The distinct kinetic curves of HTT lowering observed in specific brain regions may be explained, in part, by the different mechanisms of transport and distribution of nanoparticles to brain regions following instillation into the nasal cavity. Briefly, nasal epithelium is innervated by olfactory nerves (ON) and branches from the Vth cranial nerve, the trigeminal nerve (TN). Following intranasal instillation, NPs can be transported directly into brain, bypassing the blood-brain-barrier by two mechanisms: 1) transcellular (uptake into olfactory nerve terminals with transport to cell bodies of the olfactory bulb), and 2) passage into the perineural space created by the olfactory nerve ensheathing cells and the peri-vascular space, ultimately reaching the cerebrospinal fluid [21].

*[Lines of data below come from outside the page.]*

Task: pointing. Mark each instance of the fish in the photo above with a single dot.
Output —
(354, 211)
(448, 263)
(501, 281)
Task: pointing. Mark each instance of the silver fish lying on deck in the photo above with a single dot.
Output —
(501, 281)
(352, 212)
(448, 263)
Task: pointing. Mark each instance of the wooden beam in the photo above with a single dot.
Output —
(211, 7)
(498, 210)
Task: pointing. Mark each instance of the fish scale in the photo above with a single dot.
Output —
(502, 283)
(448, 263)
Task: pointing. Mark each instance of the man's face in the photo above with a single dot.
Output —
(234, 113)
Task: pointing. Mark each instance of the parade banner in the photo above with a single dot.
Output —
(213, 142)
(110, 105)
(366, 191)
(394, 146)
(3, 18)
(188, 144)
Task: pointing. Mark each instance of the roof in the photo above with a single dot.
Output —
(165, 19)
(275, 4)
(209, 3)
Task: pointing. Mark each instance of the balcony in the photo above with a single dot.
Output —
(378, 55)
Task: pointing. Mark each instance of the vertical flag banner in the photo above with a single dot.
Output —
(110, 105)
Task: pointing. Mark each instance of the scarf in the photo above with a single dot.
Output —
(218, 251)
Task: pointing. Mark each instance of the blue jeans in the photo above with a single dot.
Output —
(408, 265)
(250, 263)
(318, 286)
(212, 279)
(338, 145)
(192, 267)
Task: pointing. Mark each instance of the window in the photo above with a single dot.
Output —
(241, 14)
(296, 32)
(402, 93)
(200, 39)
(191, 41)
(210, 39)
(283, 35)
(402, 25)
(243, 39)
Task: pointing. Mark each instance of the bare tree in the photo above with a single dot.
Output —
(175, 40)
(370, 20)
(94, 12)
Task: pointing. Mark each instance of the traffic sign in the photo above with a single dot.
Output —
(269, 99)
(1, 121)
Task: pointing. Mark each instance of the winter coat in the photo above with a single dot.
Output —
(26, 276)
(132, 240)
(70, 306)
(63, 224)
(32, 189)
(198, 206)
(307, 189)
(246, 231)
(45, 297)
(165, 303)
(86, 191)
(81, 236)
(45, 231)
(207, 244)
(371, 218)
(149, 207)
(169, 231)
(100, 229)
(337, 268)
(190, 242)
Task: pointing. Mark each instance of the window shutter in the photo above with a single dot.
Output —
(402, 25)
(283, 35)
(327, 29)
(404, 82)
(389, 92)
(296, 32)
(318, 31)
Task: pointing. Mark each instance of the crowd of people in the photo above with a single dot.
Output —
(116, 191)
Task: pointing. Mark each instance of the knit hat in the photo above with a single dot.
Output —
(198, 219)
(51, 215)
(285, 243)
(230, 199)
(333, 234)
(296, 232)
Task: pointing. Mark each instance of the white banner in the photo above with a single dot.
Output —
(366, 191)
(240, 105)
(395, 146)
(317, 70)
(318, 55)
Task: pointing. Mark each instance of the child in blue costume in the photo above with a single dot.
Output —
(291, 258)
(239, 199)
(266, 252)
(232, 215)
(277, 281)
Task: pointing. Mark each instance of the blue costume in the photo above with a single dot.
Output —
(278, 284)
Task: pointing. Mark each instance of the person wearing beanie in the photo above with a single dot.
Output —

We speculate that transcellular transport by ON of our nanoparticles occurs faster, accounting for the relatively rapid onset of gene lowering in the olfactory bulb and striatum. The neural route starts with receptor-mediated uptake (divalent metal transport) of manganese-containing nanoparticles by ON and TN terminals in the nasal epithelium. ONs project to olfactory bulb neurons, which in turn project to ventral striatum and ventral pallidum via the olfactory tubercle [22]. The olfactory tubercle pathways also project to the piriform cortex, also known as olfactory cortex, located in ventral forebrain. Of note, we did not measure the kinetics of gene lowering in brain stem or cerebellum, but we postulate that transport of NPs to pontine nuclei via the trigeminal nerve will result in relatively rapid onset of lowering in that region.

We also speculate the relatively slower onset of lowering may be a function of nanoparticle transport into the CSF via perineural and perivascular space. Within the CSF, nanoparticles are distributed by bulk CSF flow and infiltration into the extracellular milieu where they are taken up by neurons and glial cells in cerebral cortex and hippocampus. Finally, the magnitude and duration of lowering in each brain region will also be impacted by cellular processes such as the rates of siRNA release from NPs into the target cells, clearance of the siRNA and the baseline rate of HTT mRNA expression in the region.

In conclusion, we modeled the kinetics of gene lowering to determine a dosing schedule that will produce long-term therapeutically significant gene knock-down. An optimal dosing schedule to achieve a steady level of gene knock-down will be essential for translation of intranasal delivery of gene therapy to human clinical trials.

Highlights.

• The time-course and magnitude of huntingtin gene (HTT) silencing was determined in the transgenic YAC128 mouse model of HD following intranasal administrations of siRNA loaded into chitosan nanoparticles.

• A mathematical algorithm for generating kinetic patterns of HTT silencing in different brain regions allowed calculation of a cumulative silencing effect achieved by multiple consecutive administrations.

• Mathematical modeling is useful for selecting a schedule of intranasal gene therapy that results in a steady knock-down effect and for prediction of magnitude and duration of the gene silencing.